Since cell-free DNA (cfDNA) fragments of placental origin can be isolated and analyzed from the blood of pregnant women. Applications of this finding have been developed and implemented in clinical care pathways worldwide at an unprecedented pace and manner. Implementation patterns, however, exhibit considerable insufficiencies. Different “motors” of implementation processes, like the market or various regulatory institutions, can be identified at a national level. Each “motor” entails characteristic ethical challenges which are exemplified impressively by a rising number of case reports.

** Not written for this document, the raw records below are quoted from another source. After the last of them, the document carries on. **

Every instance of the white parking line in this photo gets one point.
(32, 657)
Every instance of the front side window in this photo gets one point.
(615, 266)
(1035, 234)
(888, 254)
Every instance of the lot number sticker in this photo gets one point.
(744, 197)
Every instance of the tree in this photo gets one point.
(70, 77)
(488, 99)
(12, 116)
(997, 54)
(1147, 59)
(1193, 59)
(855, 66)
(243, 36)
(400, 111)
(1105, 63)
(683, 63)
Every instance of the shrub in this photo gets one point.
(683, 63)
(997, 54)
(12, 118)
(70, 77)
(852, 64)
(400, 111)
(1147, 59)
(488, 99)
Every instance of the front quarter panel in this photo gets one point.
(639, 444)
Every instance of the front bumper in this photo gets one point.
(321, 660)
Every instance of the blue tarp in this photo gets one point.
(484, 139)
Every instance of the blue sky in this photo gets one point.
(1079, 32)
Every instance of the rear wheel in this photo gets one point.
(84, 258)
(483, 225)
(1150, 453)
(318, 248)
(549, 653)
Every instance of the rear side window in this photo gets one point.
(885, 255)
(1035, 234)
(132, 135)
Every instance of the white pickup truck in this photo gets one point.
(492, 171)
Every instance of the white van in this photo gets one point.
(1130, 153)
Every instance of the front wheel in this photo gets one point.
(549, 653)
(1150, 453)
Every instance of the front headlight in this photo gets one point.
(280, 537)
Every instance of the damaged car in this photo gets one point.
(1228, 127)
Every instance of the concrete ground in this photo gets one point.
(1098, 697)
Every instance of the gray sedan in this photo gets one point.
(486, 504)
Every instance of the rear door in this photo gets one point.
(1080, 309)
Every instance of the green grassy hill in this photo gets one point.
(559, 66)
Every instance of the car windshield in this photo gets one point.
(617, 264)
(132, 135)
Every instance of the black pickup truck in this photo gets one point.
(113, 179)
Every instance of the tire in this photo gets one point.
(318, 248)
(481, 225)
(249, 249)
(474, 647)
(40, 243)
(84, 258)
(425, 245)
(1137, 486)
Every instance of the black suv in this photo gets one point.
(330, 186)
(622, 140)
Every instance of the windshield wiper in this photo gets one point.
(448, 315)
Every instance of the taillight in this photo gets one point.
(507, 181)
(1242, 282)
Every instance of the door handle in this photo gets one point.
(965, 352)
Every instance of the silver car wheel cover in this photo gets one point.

Empirical data demonstrate that there are significant “losses” in the respective translational processes, especially when the results from clinical research are to be translated into the clinical reality of NIPT (the so called “second roadblock” (T2)). These “losses” are perceived in the fields of knowledge transfer, professional standardization and ethical debate. Recommendations of professional organizations often fail to reach general practitioners. Blindsided by the new diagnostic procedure in their clinical practice, professionals in prenatal care express their insecurities with regard to its handling. Ethical debate appears to adhere to pre-existing (and partly already proven to be insufficient) normative frameworks for prenatal testing. While all of these deficits are typical for the implementation processes of many new molecular diagnostic procedures, especially in NIPT, they show a high variability between different nations.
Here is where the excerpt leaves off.